Qu'est-ce que STRC ?

Strategy, la société de Michael Saylor, détient environ 50 milliards de dollars en bitcoins, un record pour une entreprise cotée en bourse. STRC (Stretch) est l'action préférentielle de la société, assortie d'une composante de revenus, lancée en juillet 2025 spécifiquement pour lever des capitaux destinés à l'accumulation de bitcoins.

Lors de son introduction en bourse, la société a levé 2,521 milliards de dollars de recettes brutes et 2,474 milliards de dollars de recettes nettes, qu'elle a utilisés pour acheter 21 021 BTC à un prix moyen d'environ 117 256 dollars. Strategy a ensuite étendu ce modèle en lançant un programme ATM (au marché) de 4,2 milliards de dollars pour STRC, ce qui lui permet de vendre des actions préférentielles progressivement en fonction de la demande du marché, plutôt que d'un seul coup.

Fonctionnement du mécanisme de financement

Ce dispositif est efficace lorsque le cours de l'action STRC se situe à un niveau proche ou supérieur à sa valeur nominale de 100 $. Pour ce faire, Strategy verse aux investisseurs un rendement mensuel variable, ajusté afin de maintenir le cours de l'action proche de sa valeur nominale. Si le cours chute en dessous de cette valeur, le taux est augmenté ; s'il est trop élevé, il est réduit.
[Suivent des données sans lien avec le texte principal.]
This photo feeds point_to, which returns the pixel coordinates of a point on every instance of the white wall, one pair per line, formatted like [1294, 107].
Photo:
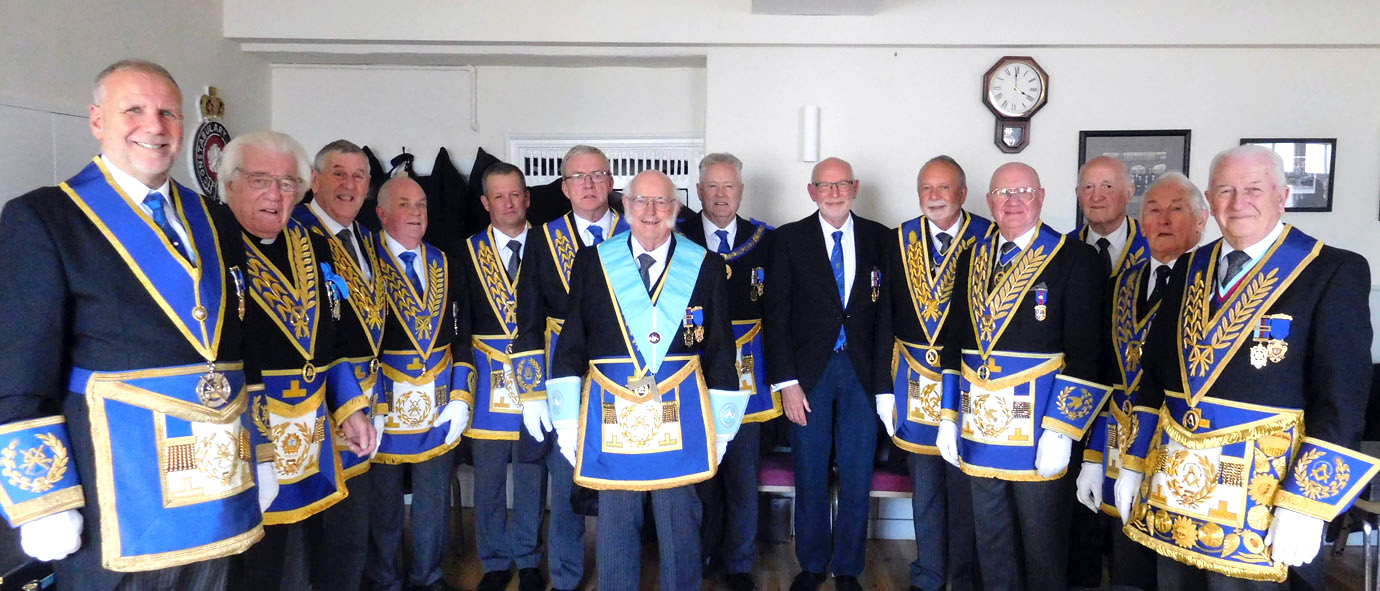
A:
[53, 50]
[427, 108]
En mars 2026, le taux annuel de STRC était fixé à 11,50 %, ce qui correspond à environ 0,958 $ par action et par mois.

Concrètement, cet instrument transforme la demande de rendement des investisseurs en financement pour l'achat de bitcoins ($BTC) . En janvier, Strategy a vendu environ 1,19 million d'actions STRC, empochant 119,1 millions de dollars. Ces fonds, ajoutés aux 1,12 milliard de dollars provenant de la vente d'actions MSTR, ont permis d'acquérir 13 627 $BTC pour un montant d'environ 1,25 milliard de dollars. En février, le produit de la vente d'actions STRC s'est élevé à 78,4 millions de dollars et a servi à acheter 2 486 $BTC .

Le 6 mars seulement, le volume d'échanges de STRC a atteint le record de 188 millions de dollars. Selon le même modèle, ce montant suffirait à financer l'achat d'environ 1 097 $ de BTC . Cependant, ces calculs restent des estimations. Le dernier rapport financier de Strategy n'a enregistré que 7,1 millions de dollars de recettes provenant de la vente de STRC, sur la base d'un achat plus important de 3 015 $ de BTC .

L'avis de l'IA

Le modèle de financement par actions privilégiées à rendement variable n'est pas une invention de Strategy. Les structures d'entreprise qui lient les rendements aux conditions du marché existent depuis des décennies. La différence fondamentale réside ici dans le fait que les capitaux levés ne sont pas alloués à l'activité opérationnelle, mais à un seul actif : le bitcoin. De ce fait, l'ensemble de la structure est tributaire d'un seul marché : si le bitcoin perd de la valeur, la capacité de STRC à maintenir son rendement annuel de 11,50 % devient incertaine.

L'histoire montre que les entreprises qui concentrent leur endettement sur un seul actif ont rencontré des difficultés importantes lors des périodes de forte correction boursière. La résilience de ce modèle face à un marché baissier prolongé reste une question ouverte, à laquelle la réponse n'a pas encore été testée.